Preparing for the Age of Deepfakes and Disinformation

This brief warns of the dangers of generative adversarial networks that can make realistic deepfakes, calling for comprehensive norms, regulations, and laws to counter AI-driven disinformation.
Key Takeaways
Generative Adversarial Networks (GANs) produce synthetic content by training algorithms against each other. They have beneficial applications in sectors ranging from fashion and entertainment to healthcare and transportation, but they can also produce media capable of fooling the best digital forensic tools.

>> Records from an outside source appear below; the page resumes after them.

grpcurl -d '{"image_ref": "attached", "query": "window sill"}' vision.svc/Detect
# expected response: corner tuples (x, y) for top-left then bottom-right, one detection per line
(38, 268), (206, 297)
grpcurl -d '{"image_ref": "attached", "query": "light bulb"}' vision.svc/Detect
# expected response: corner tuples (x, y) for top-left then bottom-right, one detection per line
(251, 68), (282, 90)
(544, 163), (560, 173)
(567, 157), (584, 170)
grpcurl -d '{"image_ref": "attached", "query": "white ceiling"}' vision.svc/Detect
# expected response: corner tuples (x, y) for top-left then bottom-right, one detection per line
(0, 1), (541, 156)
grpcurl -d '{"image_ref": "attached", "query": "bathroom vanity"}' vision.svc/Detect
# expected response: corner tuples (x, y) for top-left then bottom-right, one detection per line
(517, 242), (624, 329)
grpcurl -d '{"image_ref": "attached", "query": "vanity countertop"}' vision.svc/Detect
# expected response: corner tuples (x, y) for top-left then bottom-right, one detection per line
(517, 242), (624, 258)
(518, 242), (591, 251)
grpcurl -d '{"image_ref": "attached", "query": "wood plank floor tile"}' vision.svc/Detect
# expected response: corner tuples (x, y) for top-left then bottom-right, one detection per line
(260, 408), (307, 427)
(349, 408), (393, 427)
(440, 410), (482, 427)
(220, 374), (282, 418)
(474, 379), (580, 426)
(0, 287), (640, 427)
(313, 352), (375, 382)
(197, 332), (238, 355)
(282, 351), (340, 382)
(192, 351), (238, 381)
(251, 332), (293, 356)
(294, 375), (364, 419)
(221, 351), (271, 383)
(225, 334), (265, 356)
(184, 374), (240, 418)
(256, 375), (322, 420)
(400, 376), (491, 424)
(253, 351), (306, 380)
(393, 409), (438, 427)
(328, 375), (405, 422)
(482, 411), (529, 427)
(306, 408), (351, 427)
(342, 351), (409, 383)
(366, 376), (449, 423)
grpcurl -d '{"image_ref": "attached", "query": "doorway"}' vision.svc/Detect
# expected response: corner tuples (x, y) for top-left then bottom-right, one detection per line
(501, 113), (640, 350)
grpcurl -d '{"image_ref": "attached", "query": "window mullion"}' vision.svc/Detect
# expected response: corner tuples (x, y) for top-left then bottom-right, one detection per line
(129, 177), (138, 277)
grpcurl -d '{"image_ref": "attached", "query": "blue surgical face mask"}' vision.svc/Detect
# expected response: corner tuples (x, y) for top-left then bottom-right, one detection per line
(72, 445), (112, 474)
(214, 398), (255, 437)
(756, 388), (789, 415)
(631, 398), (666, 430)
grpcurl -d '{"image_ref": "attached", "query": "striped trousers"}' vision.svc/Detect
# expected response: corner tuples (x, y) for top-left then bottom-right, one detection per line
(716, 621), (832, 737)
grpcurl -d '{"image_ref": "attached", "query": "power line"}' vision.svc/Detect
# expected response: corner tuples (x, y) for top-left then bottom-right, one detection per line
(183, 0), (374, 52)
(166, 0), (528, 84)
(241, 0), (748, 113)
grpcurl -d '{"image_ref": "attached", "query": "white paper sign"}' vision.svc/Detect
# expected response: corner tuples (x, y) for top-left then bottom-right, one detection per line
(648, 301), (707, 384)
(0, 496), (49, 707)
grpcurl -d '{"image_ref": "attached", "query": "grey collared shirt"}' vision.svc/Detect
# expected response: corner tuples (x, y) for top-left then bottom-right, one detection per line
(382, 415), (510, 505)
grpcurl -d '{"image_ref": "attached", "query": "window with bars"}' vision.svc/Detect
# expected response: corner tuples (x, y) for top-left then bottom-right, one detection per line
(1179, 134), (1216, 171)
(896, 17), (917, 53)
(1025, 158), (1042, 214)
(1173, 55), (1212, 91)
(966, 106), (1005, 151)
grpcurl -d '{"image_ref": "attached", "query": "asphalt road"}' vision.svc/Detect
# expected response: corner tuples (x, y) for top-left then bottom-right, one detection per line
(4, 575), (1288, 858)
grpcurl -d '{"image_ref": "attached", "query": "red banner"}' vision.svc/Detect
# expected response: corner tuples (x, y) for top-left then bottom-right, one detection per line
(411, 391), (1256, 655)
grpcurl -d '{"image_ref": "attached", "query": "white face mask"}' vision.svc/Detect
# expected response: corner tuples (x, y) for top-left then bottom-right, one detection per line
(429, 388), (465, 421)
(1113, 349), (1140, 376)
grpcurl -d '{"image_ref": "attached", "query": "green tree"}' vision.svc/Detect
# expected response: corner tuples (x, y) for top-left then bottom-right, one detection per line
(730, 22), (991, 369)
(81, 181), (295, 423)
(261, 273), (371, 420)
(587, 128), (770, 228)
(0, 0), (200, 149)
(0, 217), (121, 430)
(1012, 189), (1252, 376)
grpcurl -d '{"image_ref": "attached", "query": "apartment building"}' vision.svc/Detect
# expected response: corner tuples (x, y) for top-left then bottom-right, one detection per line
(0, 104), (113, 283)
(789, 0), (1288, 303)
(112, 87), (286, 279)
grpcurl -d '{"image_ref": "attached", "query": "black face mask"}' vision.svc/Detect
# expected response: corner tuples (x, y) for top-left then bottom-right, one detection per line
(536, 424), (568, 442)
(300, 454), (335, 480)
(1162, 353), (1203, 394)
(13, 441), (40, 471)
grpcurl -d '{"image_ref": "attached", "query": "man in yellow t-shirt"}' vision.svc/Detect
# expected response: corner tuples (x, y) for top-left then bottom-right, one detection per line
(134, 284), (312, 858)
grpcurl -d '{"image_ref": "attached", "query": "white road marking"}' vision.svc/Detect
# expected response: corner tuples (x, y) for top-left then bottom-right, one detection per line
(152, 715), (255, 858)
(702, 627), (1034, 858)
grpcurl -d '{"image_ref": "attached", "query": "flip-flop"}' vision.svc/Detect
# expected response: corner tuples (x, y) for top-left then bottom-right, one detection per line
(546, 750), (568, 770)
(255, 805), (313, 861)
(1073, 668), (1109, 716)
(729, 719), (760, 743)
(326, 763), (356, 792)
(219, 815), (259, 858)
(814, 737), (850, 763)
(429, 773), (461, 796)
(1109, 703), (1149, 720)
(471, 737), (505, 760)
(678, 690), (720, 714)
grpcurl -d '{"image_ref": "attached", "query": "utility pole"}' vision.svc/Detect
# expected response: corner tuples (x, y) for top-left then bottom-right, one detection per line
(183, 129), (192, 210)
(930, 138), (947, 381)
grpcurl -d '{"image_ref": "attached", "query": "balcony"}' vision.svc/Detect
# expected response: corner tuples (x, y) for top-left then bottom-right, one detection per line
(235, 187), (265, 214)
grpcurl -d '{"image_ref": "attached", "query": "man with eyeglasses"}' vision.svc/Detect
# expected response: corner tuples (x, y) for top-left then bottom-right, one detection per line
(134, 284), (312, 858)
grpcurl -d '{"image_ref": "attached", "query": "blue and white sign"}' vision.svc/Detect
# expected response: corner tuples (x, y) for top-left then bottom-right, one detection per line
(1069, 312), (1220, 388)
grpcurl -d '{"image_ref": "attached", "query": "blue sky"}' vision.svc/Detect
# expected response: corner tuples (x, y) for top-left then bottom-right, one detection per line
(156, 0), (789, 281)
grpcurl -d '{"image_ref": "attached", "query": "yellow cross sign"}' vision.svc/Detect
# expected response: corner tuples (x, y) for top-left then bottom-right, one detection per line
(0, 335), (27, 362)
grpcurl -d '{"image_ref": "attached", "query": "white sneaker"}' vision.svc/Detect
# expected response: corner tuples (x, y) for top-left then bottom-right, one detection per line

We argue that creators of fake content are likely to maintain the upper hand over those investigating it, so new policy interventions will be needed to distinguish real human behavior from malicious synthetic content.
Policymakers need to think comprehensively about the actors involved and establish robust norms, regulations, and laws to meet the challenge of deepfakes and AI-enhanced disinformation.
Executive Summary
Popular culture has envisioned societies of intelligent machines for generations, with Alan Turing notably foreseeing the need for a test to distinguish machines from humans in 1950. Now, advances in artificial intelligence that promise to make creating convincing fake multimedia content like video, images, or audio relatively easy for many. Unfortunately, this will include sophisticated bots with supercharged self-improvement abilities that are capable of generating more dynamic fakes than anything seen before.
In our paper “How Relevant is the Turing Test in the Age of Sophisbots,” we argue that society is on the brink of an AI-driven technology that can simulate many of the most important hallmarks of human behavior. As the variety and scale of these so called “deepfakes” expands, they will likely be able to simulate human behavior so effectively and they will operate in such a dynamic manner that they will increasingly pass Turing’s test.
The issue for policymakers is how to identify the right tools to reveal the use of such generative technology and how to develop the right regulatory framework to mitigate their negative impact. Regulators should be conversant in the latest technical developments but they must also take steps to address the threat of malicious actors by fitting technologies in question into broader regulatory structures, adopting legislative incentives for platforms to responsibly develop these powerful algorithms, and hold malicious actors accountable for harmful behavior.